Well, the obligatory first sentence of this post is that I have failed at keeping a daily blog, and I apologize for that.
My second sentence will be to state I'm not going to do this every day. Writing is not a passion for me--it's highly enjoyable and I frequently take the chance to do so when the opportunity presents itself, but it's not my passion. So I suppose this is my disclaimer saying I'm just going to update when I can.
The last time I wrote on this blog was nearly two months ago. At that point I was a rather miserable person, even though I had the blessings of a doting husband, wonderful friends and family, and loving God. Why was I miserable? Because I absolutely hated going to work. It takes a very special individual to work in a complaint center for any length of time. I'd go to work and spend 7.5 hours chained to a desk, listening to people whine and complain and call me derogatory terms, and then go home and be in a rotten mood until about 10 o'clock, when we'd start thinking about getting some sleep.
Finally, Sam sat me down at the beginning of October, and we decided that I should go ahead and quit my job. We had enough in the bank that with what Sam brings in we could at least get through the next couple of months. So I turned in my two weeks notice, and I went to work for the last time on 10/13/2009.
That was a very happy day.
I gave myself permission to relax for the following week, since I was using up vacation time. The week after that, Sam and I got the H1N1, and so we didn't do anything for about a week. And then came the great job hunt.
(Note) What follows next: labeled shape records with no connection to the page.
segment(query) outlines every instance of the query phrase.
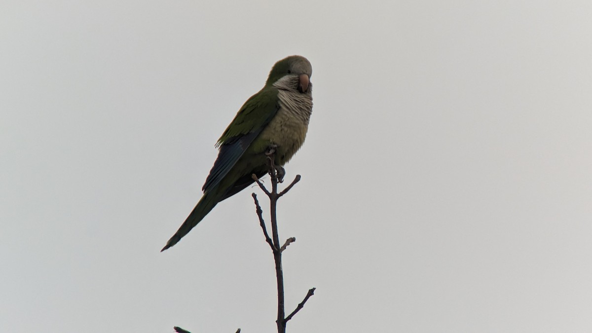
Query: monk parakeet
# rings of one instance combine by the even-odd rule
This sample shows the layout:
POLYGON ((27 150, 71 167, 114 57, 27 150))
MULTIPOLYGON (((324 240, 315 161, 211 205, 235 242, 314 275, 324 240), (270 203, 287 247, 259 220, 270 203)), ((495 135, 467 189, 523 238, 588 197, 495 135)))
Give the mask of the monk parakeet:
POLYGON ((265 87, 252 96, 218 139, 218 158, 205 180, 204 195, 161 251, 177 244, 221 201, 263 177, 275 164, 287 162, 304 142, 313 111, 313 68, 306 58, 291 56, 275 63, 265 87))

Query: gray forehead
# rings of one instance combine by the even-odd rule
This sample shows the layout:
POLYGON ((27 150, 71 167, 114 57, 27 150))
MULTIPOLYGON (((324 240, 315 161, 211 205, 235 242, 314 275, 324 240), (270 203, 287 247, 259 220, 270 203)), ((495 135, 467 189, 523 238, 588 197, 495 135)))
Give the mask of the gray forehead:
POLYGON ((313 66, 304 57, 298 57, 295 59, 291 67, 292 71, 296 73, 304 73, 308 74, 309 76, 313 74, 313 66))

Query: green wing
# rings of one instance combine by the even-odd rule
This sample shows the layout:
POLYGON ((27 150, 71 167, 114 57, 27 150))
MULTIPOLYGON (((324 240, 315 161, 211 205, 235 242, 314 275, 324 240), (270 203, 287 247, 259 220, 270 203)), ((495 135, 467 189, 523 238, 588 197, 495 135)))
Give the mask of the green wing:
POLYGON ((279 109, 275 89, 264 88, 244 103, 216 143, 220 152, 202 188, 204 192, 228 174, 279 109))

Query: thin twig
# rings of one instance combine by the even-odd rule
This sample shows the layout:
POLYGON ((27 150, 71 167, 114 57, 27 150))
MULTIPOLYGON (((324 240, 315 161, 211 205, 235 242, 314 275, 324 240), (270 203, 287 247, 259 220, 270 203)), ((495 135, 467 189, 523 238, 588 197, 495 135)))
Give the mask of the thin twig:
POLYGON ((274 242, 271 240, 271 238, 269 238, 269 234, 267 233, 267 228, 265 228, 265 222, 263 220, 263 210, 261 209, 261 206, 259 204, 259 200, 257 200, 257 194, 253 193, 251 196, 253 197, 253 200, 255 201, 255 206, 257 207, 257 216, 259 218, 259 224, 261 225, 261 229, 263 229, 263 234, 265 236, 265 241, 271 246, 272 251, 275 252, 278 249, 274 245, 274 242))
POLYGON ((308 300, 308 299, 310 298, 310 296, 314 294, 315 289, 316 289, 316 288, 312 288, 308 290, 308 292, 306 294, 306 297, 304 297, 304 300, 301 302, 298 305, 298 306, 297 306, 296 309, 294 311, 292 311, 291 313, 290 313, 290 315, 286 317, 286 319, 284 321, 284 325, 285 324, 285 323, 288 322, 288 321, 291 319, 292 317, 293 317, 294 315, 296 314, 297 312, 300 311, 301 309, 304 307, 304 303, 306 303, 306 301, 308 300))
POLYGON ((291 244, 292 243, 294 243, 295 241, 296 241, 295 237, 290 237, 289 238, 286 239, 286 242, 284 243, 284 245, 282 245, 282 247, 279 248, 279 252, 284 252, 284 250, 286 249, 286 248, 288 247, 288 245, 291 244))
POLYGON ((269 196, 269 195, 271 194, 271 193, 270 193, 269 191, 267 190, 267 188, 265 188, 265 187, 263 185, 263 183, 261 182, 261 181, 259 180, 258 178, 257 178, 256 175, 255 175, 255 174, 252 174, 251 178, 253 178, 253 180, 255 181, 255 182, 257 183, 257 185, 259 185, 259 188, 260 188, 261 190, 262 190, 263 191, 265 192, 265 194, 268 195, 268 196, 269 196))
POLYGON ((279 198, 279 197, 281 197, 284 194, 285 194, 287 193, 288 193, 288 191, 290 190, 290 188, 292 188, 292 186, 294 186, 297 182, 299 181, 300 181, 300 175, 296 175, 296 178, 295 178, 294 180, 292 181, 292 182, 288 185, 288 187, 286 187, 284 190, 284 191, 282 191, 281 192, 279 193, 279 194, 278 194, 278 197, 279 198))

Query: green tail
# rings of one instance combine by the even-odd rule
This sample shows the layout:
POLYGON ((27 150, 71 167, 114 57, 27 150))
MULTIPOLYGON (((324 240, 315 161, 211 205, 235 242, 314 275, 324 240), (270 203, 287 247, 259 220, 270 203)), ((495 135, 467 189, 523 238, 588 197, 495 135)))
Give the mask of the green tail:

I began looking for work non-stop. Those first couple of weeks I was looking, I must have applied to 20-25 places. I heard back from one place--a vet clinic looking for a receptionist--and thought I had the job, only to receive and email saying that they'd filled the position. (This has become something of a theme--rejection emails that is.)
Finally, about 10 days ago, I decided that I would only Job Hunt for an hour to an hour and a half a day. The rest of the day I would spend taking care of the apartment, cooking, and working on Christmas presents for people. Then, when Sam got home for the day I'd spend the evening with him, and still feel as though I'd accomplished something.
Which, strangely enough, has led me to being happier than I've been in a really long time, even if we are tight on the dollar right now. I guess a part of me enjoys channeling my Grandma Nena.
Anyway, later this afternoon I have my 2nd interview of the week, this time with the Science Museum of Oklahoma (formally known as the Omniplex) to work part time in their reservations department. Here's hoping I get some luck!
"And why do you worry about clothes? See how the lilies of the field grow. They do not labor or spin. Yet I tell you that not even Solomon in all his splendor was dressed like one of these. If that is how God clothes the grass of the field, which is here today and tomorrow is thrown into the fire, will he not much more clothe you, O you of little faith? So do not worry, saying, 'What shall we eat?' or 'What shall we drink?' or 'What shall we wear?' For the pagans run after all these things, and your heavenly Father knows that you need them. But seek first his kingdom and his righteousness, and all these things will be given to you as well. Therefore do not worry about tomorrow, for tomorrow will worry about itself. Each day has enough trouble of its own."